The mode of life of these people may be briefly described. They have two regular meals--breakfast and supper. The breakfast consists of tea, generally of the best quality, bread, butter, and cheese; the supper, of tea and a stew. In spring time they occasionally make a kind of tea or soup of the tender leaves of a certain description of nettle. This preparation, which they call dandrimengreskie zimmen, or the broth of the stinging-thing, is highly relished by them. They get up early, and go to bed betimes. After breakfast the men sit down to chin the cost, to mend chairs or make baskets; the women go forth to hok and dukker, and the children to beg, or to go with the donkeys to lanes and commons to watch them, whilst they try to fill their poor bellies with grass and thistles. These children sometimes bring home hotchiwitches, or hedgehogs, the flesh of which is very sweet and tender, and which their mothers are adepts at cooking.

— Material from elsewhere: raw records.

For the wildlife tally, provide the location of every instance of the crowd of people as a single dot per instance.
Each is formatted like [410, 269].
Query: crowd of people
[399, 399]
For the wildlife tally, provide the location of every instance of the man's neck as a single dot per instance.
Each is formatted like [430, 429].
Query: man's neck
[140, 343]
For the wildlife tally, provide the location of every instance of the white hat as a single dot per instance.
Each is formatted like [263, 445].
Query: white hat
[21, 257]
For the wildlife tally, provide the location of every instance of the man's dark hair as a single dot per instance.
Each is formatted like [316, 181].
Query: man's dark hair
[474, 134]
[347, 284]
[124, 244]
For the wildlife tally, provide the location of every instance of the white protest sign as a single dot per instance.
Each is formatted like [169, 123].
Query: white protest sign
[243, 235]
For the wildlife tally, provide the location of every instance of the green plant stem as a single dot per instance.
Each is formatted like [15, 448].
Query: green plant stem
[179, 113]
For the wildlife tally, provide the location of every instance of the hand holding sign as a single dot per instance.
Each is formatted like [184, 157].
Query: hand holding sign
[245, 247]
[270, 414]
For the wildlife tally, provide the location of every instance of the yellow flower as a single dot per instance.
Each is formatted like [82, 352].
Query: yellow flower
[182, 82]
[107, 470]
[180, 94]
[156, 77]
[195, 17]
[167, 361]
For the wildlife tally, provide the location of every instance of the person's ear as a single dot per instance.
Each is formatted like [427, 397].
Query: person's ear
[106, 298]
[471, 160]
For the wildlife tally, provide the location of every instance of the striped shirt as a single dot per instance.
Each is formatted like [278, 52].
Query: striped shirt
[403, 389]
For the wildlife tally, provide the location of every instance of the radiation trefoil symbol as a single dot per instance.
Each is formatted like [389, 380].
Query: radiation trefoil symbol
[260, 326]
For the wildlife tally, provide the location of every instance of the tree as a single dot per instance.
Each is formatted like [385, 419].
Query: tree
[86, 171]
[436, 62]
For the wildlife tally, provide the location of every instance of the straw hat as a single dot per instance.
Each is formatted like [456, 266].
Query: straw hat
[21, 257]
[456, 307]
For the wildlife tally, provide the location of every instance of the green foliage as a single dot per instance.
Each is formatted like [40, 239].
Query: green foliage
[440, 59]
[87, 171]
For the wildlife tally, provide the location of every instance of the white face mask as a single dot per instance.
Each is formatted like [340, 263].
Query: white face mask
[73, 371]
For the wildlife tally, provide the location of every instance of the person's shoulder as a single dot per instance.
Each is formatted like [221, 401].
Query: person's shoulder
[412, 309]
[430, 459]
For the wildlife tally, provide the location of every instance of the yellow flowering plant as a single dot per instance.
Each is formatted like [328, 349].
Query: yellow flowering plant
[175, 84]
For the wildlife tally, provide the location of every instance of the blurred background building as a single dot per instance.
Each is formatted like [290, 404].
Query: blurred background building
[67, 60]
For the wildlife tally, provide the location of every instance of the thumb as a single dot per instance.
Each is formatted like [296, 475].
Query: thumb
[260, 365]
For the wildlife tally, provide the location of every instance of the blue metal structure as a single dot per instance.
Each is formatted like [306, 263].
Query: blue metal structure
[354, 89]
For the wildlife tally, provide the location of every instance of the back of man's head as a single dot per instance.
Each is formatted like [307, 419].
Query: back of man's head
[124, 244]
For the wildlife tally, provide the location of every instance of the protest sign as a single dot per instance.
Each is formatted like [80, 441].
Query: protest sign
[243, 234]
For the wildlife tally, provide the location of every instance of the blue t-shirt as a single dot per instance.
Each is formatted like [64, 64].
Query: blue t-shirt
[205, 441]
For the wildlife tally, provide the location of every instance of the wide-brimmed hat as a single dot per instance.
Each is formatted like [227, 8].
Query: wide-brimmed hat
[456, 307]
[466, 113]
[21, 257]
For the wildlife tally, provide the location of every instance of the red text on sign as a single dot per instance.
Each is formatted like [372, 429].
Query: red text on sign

The Gypsies, as has been already observed, are not the sole occupiers of Wandsworth grounds. Strange, wild guests are to be found there, who, without being Gypsies, have much of Gypsyism in their habits, and who far exceed the Gypsies in number. To pass them by without notice would be unpardonable. They may be divided into three classes: Chorodies, Kora-mengre, and Hindity-mengre. Something about each:-
The Chorodies are the legitimate descendants of the rogues and outcasts who roamed about England long before its soil was trodden by a Gypsy foot. They are a truly detestable set of beings; both men and women being ferocious in their appearance, and in their conversation horrible and disgusting. They have coarse, vulgar features, and hair which puts one wonderfully in mind of refuse flax, or the material of which mops are composed. Their complexions, when not obscured with grime, are rather fair than dark, evidencing that their origin is low, swinish Saxon, and not gentle Romany. Their language is the frowsiest English, interlarded with cant expressions and a few words of bastard Romany. They live in the vilest tents, with the exception of two or three families, who have their abode in broken and filthy caravans. They have none of the comforts and elegancies of the Gypsies. They are utterly destitute of civility and good manners, and are generally squalid in their dress, though the women sometimes exhibit not a little dirty tawdriness. The trades of the men are tinkering and basket-making, and some few "peel the stick." The women go about with the articles made by their husbands, or rather partners, and sometimes do a little in the fortune-telling line--pretty prophetesses! The fellows will occasionally knock a man down in the dark, and rob him; the women will steal anything they can conveniently lay their hands on. Singular as it may seem to those not deeply acquainted with human nature, these wretches are not without a kind of pride. "We are no Gypsies--not we! no, nor Irish either. We are English, and decent folks--none of your rubbish!" The Gypsies hold them, and with reason, in supreme contempt, and it is from them that they got their name of Chorodies, not a little applicable to them. Choredo, in Gypsy, signifies a poor, miserable person, and differs very little in sound from two words, one Sanscrit and the other Hebrew, both signifying, like the Gypsy term, something low, mean, and contemptible.